The number of Sertoli cells is reduced to ∼60% and this probably explains why the testis size is reduced similarly. Spermatogenesis is impaired only marginally at the level of the second meiotic division. The epididymides are also affected, and a high percentage of sperm cells have deformed tails.
The expression of several androgen-responsive genes is differentially affected in the SPARKI testes. This is correlated with the presence of different types of response elements. The most affected gene, pem or Rhox5 gene has a selective ARE near its promoter, while the promoter of a less affected gene (eppin) has a classical ARE.

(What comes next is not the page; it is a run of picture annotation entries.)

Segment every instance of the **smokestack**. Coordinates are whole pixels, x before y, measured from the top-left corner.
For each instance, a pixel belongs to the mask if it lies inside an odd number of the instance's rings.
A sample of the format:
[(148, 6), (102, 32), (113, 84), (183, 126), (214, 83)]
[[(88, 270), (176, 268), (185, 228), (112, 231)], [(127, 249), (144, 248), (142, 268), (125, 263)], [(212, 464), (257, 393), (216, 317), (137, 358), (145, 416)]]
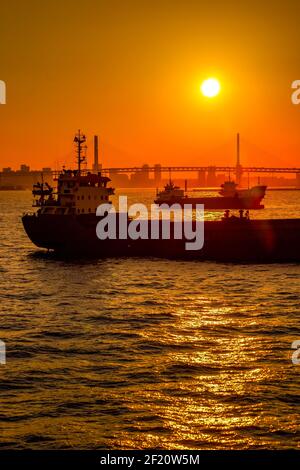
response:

Surprisingly, SPARKI males do not display any anabolic phenotype: the growth curve of male and female SPARKI is super-imposable with that of wild type littermates. Therefore, the selective elements or the second zinc finger of the AR do not seem to be involved in the regulations of bone and muscle homeostasis.
In this report we present in vivo evidence for the existence of two functionally different types of AREs and the role of the second zinc finger in gene specificity. We also demonstrate that AR-regulated gene expression can be targeted based on this distinction.